Now I am just postulating here, I have not yet gathered any evidence, but I think they learned this behaviour playing computer games.

Freaks me how fast my daughter drives the car. Well, not like fast so much as in a smooth progressive keep moving forward towards her goal kind of way. Has she seen that pedestrian? Yes she saw the pedestrian three seconds ago leaving a shop doorway and assessed that particular situation and was planning a lane change before I had even registered the zebra crossing or the opportunity opening up ahead. What she has is heightened situational awareness. I note it as being another example of something she may have acquired from playing first person shooter games.

The lesson here for learning designers — be the learning in the classroom, online, or on mobile devices in the real world — is that we need to run the learning at a blistering pace, and that we need to introduce layer upon layer of complexity. If we fail to do this, if we dumb it down to make it easy, or we tell learners how to do rather than what to do, we're going to lose them out of sheer unadulterated boredom.

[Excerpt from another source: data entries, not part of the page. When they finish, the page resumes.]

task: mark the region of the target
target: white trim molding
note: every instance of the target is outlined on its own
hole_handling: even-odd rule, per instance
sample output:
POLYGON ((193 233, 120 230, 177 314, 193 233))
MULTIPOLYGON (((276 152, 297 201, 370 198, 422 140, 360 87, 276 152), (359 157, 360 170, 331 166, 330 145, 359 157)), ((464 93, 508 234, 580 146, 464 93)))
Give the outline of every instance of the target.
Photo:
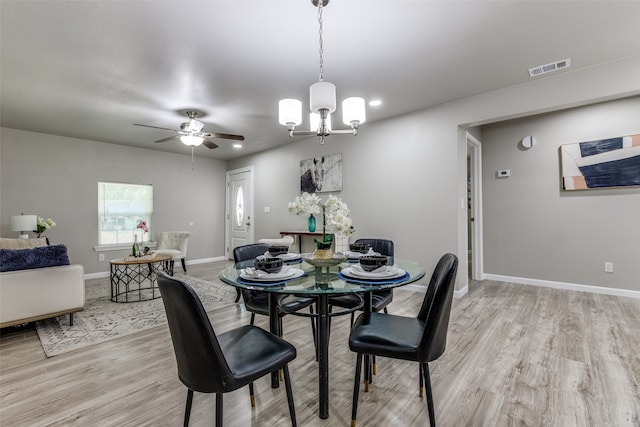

We also have to give it real purpose, like slowing global warming, defeating terrorism, or relieving world poverty. And we have to do it at twitch speed.

So now when I'm working on my own designs for learning I've started using the language of games designers: economies; the third axis 'z'; the fourth dimension of time; I think in terms of sources, pools, drains, converters, gates, triggers, and randomness.

I'll stick my neck out a bit further and postulate that

Emergent Complexity / Time = Engagement

So, thank you Marc, for telling us that ten years ago. I just hope we were all listening.